Dekan Fakultas Hukum Universitas Udayana (FH Unud) Bali, Prof Dr Putu Gede Arya Sumertha Yasa, menyatakan sistem pemilu proporsional terbuka lebih menghadirkan semangat individualis. Hal itu akibat praktik pasar bebas yang terjadi.
"Ketimbang menghadirkan iklim musyawarah dalam menghadirkan wakil-wakil rakyat yang mumpuni sebagaimana dalam sila keempat Pancasila," kata Prof Sumertha Yasa dalam keterangannya kepada wartawan, Kamis (5/1/2022).
Mengapa?
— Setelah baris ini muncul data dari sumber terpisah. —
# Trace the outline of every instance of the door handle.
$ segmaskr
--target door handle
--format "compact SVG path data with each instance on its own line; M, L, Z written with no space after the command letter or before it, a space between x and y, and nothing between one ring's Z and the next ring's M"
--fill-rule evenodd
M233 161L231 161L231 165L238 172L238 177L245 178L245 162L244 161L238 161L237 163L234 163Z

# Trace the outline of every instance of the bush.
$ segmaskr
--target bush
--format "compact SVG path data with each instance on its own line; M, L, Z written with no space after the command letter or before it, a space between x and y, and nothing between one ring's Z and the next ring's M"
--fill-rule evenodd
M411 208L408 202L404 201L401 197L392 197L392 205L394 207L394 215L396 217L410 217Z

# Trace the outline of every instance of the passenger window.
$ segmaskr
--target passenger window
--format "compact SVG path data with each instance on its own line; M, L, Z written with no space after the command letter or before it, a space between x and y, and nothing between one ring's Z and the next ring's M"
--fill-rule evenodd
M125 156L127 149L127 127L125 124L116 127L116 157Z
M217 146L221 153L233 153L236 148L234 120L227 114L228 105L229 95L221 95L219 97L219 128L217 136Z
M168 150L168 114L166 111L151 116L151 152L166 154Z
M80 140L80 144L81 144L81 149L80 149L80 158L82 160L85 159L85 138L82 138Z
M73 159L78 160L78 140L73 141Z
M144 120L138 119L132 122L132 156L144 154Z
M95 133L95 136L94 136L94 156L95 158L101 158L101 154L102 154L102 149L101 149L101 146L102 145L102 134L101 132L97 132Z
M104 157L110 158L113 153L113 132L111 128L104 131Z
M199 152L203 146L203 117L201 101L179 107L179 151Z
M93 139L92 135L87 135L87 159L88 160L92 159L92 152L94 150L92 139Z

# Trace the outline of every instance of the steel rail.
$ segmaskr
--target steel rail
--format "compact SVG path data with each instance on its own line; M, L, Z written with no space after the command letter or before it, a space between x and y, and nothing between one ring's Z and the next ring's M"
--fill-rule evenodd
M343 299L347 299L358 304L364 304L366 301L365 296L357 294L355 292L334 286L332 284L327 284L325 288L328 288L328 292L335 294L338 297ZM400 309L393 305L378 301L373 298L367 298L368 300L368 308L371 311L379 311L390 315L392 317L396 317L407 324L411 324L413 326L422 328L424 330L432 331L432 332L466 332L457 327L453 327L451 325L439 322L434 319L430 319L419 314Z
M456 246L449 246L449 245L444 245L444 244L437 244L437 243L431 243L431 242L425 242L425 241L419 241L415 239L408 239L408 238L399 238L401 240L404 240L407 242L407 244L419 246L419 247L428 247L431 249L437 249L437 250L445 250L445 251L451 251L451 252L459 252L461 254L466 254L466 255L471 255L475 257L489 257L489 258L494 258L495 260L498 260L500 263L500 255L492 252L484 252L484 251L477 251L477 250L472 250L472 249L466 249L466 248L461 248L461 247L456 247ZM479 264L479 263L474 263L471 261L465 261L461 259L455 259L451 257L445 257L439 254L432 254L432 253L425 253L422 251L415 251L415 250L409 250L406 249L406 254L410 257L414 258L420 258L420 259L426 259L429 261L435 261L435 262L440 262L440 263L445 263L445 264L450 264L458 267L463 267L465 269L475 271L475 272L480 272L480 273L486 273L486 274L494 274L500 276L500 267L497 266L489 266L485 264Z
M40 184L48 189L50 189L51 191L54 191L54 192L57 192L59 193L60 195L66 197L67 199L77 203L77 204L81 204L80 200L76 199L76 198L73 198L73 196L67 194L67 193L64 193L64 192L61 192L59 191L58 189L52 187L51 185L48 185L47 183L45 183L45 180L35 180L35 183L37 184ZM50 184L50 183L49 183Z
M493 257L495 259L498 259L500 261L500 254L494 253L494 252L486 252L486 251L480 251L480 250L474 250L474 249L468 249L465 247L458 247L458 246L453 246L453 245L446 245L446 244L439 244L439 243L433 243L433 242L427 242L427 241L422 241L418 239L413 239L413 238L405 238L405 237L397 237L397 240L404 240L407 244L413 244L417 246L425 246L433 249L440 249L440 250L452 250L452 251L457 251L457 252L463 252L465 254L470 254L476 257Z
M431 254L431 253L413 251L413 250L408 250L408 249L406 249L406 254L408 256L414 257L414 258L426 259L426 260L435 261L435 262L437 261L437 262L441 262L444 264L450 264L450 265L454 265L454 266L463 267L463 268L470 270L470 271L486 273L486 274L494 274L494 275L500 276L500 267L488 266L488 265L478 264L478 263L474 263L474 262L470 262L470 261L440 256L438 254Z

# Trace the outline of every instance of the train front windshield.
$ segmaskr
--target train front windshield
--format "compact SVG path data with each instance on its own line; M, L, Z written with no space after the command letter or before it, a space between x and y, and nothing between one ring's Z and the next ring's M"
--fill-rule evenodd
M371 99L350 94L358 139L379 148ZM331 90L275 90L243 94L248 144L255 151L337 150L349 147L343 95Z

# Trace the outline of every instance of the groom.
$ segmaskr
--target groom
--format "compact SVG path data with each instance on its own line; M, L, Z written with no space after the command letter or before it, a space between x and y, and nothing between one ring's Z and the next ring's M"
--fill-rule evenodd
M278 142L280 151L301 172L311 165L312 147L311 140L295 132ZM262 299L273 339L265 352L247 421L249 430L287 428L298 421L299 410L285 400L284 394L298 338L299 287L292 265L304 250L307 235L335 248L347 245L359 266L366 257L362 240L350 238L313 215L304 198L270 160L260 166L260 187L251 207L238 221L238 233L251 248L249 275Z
Menurut Prof Sumertha Yasa, hal itu karena fenomena caleg-caleg terpilih karena popularitas dan banyak uang, merupakan realitas yang terjadi dan tidak dapat dibantah. Maka, kadangkala, dalam rekrutmen caleg, kemampuan untuk memperjuangkan hak rakyat tidak menjadi ukuran prioritas.
SCROLL TO CONTINUE WITH CONTENT
"Bayangkan saja, caleg yang memiliki kualifikasi yang mumpuni dari aspek intelektual selalu kalah dengan caleg yang mengandalkan modal besar. Bahkan ironisnya, dari pemilu ke pemilu, biaya yang dikeluarkan caleg semakin mahal," ujar Prof Sumertha Yasa.
"Realita menunjukkan bahwa kader partai yang mumpuni yang selama ini ikut bersama-sama menjalankan roda organisasi kepartaian dalam menjalankan pendidikan politik bagi anggota dan masyarakat luas serta ikut membangun etika dan budaya politik dalam kehidupan bermasyarakat, berbangsa, dan bernegara, sering kali dikalahkan dengan calon yang punya banyak uang," sambungnya.
Tentunya, kata Prof Sumertha Yasa, ini jauh dengan semangat nilai musyawarah, yang dikehendaki oleh pendiri bangsa ndonesia.
"Bahkan, karena sistem proporsional terbuka menghendaki persaingan sebebas-bebasnya, berdampak pada ruang-ruang perselisihan antarcalon legislatif, termasuk di internal Partai semakin mengeras. Lambat-laun, kerapuhan partai-partai politik, dapat terjadi akibat kuatnya individual bermodal di tubuh partai. Pada akhirnya tujuan dari partai politik sebagaimana diamanatkan dalam peraturan perundang-undangan untuk turut andil dalam pembangunan Negara bisa terhambat," pungkas Prof Sumertha Yasa.